MicroserfsMicroserfs by Douglas Coupland

This book is lauded as the zeitgeist manifesto of Generation X, and to some extent, that’s true. It takes place in the mid-nineties, in Redmond, WA and Silicon Valley, and if you lived through that time (and especially if you were in your early twenties in that time) Microserfs will hit your nostalgia button.

Dan Underwood is a microserf, that is, he’s a tester/coder at Microsoft, where employees are expected to work 12, 24, or 36 hour shifts coding and subsist entirely on processed foods bought in bulk from Price-Costco, as it used to be called. And he does, along with his friends/housemates, but somewhere along the way they start to worry that they don’t have lives. So they move to Silicon Valley, to work for a new startup called Oop!

The work is what defines them (they don’t like to date or interact with anyone who isn’t a techie) but even more than the work itself, they’re defined by the group cohesion that the work fosters. At its core, this book is really about the interrelationships of the group of people who become friends while working on the same project at Microsoft, and maintain that friendship even through a move across the country, financial hardships, unfortunate bouts with communism, and health issues.

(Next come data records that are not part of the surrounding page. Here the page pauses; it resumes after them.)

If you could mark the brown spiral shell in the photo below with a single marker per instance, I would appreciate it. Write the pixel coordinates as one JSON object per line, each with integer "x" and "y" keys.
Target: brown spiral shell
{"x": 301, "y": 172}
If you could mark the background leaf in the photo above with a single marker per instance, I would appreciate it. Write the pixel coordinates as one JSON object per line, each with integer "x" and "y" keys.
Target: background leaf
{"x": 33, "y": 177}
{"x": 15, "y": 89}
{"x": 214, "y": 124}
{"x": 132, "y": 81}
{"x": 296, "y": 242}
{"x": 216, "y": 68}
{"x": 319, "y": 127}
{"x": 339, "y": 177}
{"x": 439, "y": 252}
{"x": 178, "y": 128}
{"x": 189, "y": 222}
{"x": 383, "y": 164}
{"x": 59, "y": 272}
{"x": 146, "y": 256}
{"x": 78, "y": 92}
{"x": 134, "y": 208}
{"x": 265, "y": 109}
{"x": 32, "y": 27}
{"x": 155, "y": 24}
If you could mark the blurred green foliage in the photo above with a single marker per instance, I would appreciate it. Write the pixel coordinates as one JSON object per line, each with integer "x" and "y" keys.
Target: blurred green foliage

As with many novels, Microserfs’ strength is also its weakness.   I refer to the constant philosophizing.  All of the characters have rich interior lives, and they banter back and forth about philosophical questions, nuances of character, and what it means to be living in the nineties. Reading this, I felt like I was a member of a really tight knit group of smart friends who shared an inordinate number of inside jokes. I really liked the characters, and almost regretted not being a microserf myself when I had the chance, until I remember what long hours, no sunlight and a diet of entirely processed food does to your body. (That and I learned human languages in college instead of computer ones.)

Sometimes these observations were interesting, and occasionally even amusing or profound. For example, when a character thanks the other for the fax he sent, and remarks, “Faxes are like email from 1987.” Other times, the observations were the kind that make a lot of sense and seem great until you wake up/sober up/come down off your high. Ie. “Abe is against the lack of gun-ho-ishness in pure research. He says Interval is an intellectual Watership Down.” Um, how is a theoretical research firm like a novel about rabbits? I get the writing desk/raven riddle, but that one left me stumped.

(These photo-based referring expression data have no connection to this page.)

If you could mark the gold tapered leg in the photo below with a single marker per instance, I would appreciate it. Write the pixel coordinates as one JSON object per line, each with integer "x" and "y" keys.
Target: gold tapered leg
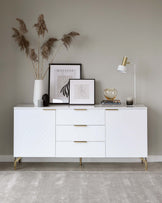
{"x": 80, "y": 161}
{"x": 16, "y": 161}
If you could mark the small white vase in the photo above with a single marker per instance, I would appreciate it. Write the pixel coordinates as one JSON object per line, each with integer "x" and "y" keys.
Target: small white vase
{"x": 38, "y": 91}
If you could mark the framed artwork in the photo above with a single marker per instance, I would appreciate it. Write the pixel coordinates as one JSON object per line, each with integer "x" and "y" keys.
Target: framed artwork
{"x": 82, "y": 91}
{"x": 58, "y": 82}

The other aspect of this novel that I disliked were the pages with random, stream-of-consciousness type text in a plethora of fonts interspaced throughout the novel. I’d be reading along and there’d be this page with text that made about as much sense as those poetry fridge magnets. There’d be random thoughts interspaced with product names, all in varying large bold fonts. Other times, there’d be one or two pages with a single word, like “money” typed across both pages. Maybe Coupland was trying to make some profound statement about non-linear thought, but they came across to me like he was trying too hard. I detest pretention, especially when people confuse incomprehensiblity with profundity. At best, I found these pages a waste of ink and paper.

I did like the characters, and while it dragged out very slow in the last third of the novel, it had a plot that ended satisfactorily. I recommend this novel for Gen X ers, and people who want to understand them.